Contractual Clause Retrieval Benchmark
TypeGraph found 88 of 90 relevant contract clauses in the top 10 with 0.9289 nDCG@10, after indexing the corpus in 1.73 seconds.
This is a TypeGraph Cloud semantic retrieval run on the public Contractual Clause Retrieval dataset from the Massive Legal Embedding Benchmark. Each query asks TypeGraph Cloud for the top 10 matching results, then the run is scored against the dataset's qrels with BEIR-style retrieval metrics.
TypeGraph found 88 of 90 relevant contract clauses in the top 10 with 0.9289 nDCG@10, after indexing the corpus in 1.73 seconds. The leaderboard table below keeps the official MLEB rows visible and inserts the TypeGraph Cloud run as a highlighted comparison row.

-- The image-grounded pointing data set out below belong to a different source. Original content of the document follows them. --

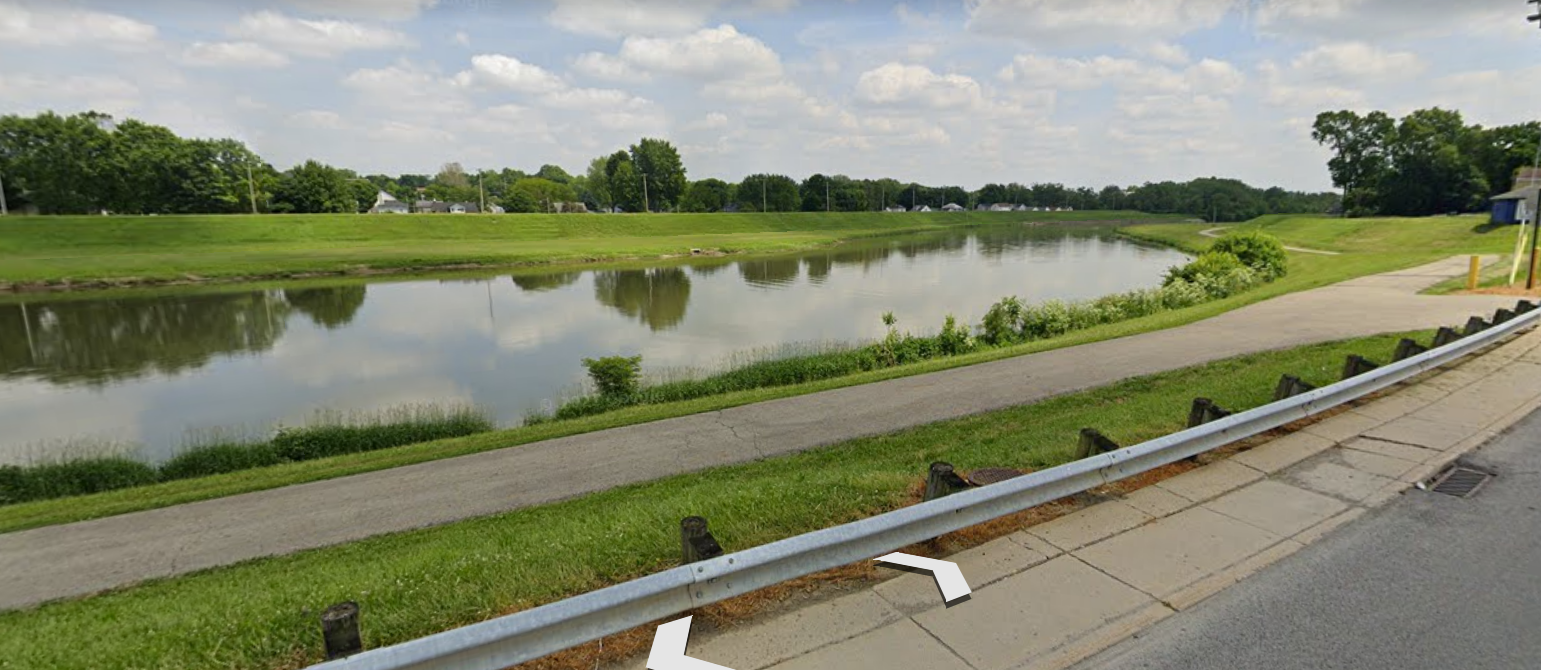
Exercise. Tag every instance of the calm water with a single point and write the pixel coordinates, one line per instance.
(145, 370)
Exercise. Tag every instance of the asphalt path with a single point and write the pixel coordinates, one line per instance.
(1427, 582)
(88, 556)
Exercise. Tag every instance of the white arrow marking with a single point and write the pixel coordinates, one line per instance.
(668, 652)
(948, 575)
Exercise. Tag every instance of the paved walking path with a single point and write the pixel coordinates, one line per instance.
(1218, 231)
(1056, 593)
(94, 555)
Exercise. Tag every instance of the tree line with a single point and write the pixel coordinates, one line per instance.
(1427, 162)
(88, 164)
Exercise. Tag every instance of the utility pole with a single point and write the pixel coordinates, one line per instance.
(251, 190)
(1530, 279)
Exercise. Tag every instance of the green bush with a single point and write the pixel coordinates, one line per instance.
(332, 435)
(218, 459)
(73, 478)
(615, 376)
(1259, 251)
(1208, 262)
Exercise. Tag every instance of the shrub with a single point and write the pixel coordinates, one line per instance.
(1208, 262)
(1259, 251)
(218, 459)
(615, 375)
(73, 478)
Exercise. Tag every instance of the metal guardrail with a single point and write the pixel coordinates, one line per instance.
(553, 627)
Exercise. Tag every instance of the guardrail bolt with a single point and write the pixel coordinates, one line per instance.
(695, 541)
(1356, 365)
(339, 629)
(1290, 385)
(1094, 442)
(1407, 348)
(1475, 325)
(942, 481)
(1446, 336)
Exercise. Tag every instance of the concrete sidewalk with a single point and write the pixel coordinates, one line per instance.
(90, 556)
(1060, 592)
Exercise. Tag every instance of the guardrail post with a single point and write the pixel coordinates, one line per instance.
(695, 541)
(1446, 336)
(1290, 385)
(1356, 365)
(1094, 442)
(942, 481)
(339, 629)
(1475, 325)
(1407, 348)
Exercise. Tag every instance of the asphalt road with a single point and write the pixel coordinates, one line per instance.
(1426, 582)
(88, 556)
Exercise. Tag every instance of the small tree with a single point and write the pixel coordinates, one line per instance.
(615, 376)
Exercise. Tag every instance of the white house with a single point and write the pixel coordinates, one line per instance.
(384, 204)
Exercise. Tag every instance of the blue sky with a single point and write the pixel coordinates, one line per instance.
(1074, 91)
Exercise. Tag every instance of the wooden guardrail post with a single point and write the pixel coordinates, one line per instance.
(339, 630)
(695, 541)
(942, 481)
(1093, 442)
(1407, 348)
(1446, 335)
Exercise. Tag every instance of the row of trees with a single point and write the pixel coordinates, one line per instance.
(90, 162)
(1427, 162)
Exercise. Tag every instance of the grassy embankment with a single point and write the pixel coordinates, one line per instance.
(147, 250)
(1369, 245)
(262, 613)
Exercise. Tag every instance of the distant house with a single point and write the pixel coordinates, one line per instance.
(1515, 207)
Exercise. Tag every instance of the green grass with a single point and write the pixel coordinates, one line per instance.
(48, 250)
(1370, 245)
(262, 613)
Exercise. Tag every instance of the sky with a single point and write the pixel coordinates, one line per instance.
(1084, 93)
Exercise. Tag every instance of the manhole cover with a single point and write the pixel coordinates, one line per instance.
(985, 476)
(1461, 482)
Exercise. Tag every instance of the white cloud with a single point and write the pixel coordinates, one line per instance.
(376, 10)
(231, 54)
(606, 67)
(709, 54)
(631, 17)
(1093, 22)
(315, 37)
(65, 26)
(1356, 60)
(896, 83)
(506, 71)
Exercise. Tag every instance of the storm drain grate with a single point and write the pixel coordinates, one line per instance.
(1461, 482)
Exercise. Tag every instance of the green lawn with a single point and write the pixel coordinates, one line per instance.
(1375, 245)
(48, 250)
(262, 613)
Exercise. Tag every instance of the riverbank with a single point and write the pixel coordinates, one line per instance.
(1373, 250)
(261, 613)
(93, 253)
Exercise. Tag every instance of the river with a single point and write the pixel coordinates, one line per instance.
(145, 370)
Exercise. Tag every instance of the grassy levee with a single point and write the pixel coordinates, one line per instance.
(1369, 245)
(262, 613)
(145, 250)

TypeGraph Cloud completed this bucket-scoped semantic retrieval eval in 6.33 seconds according to TypeGraph telemetry. The top official MLEB row shown, Voyage 4 Large, reports 33.16 seconds on the same dataset.
Executive Summary
Contractual Clause Retrieval tests whether a system can map a query about contract language to the right clause-level evidence. This is the kind of lookup legal, procurement, and compliance teams need before a generation layer starts summarizing obligations.
The TypeGraph run used semantic retrieval only over a 90-document corpus. It found 88 of 90 gold clauses in the top 10, with 0.9289 nDCG@10 and a bucket-scoped evaluation runtime of 6.33 seconds.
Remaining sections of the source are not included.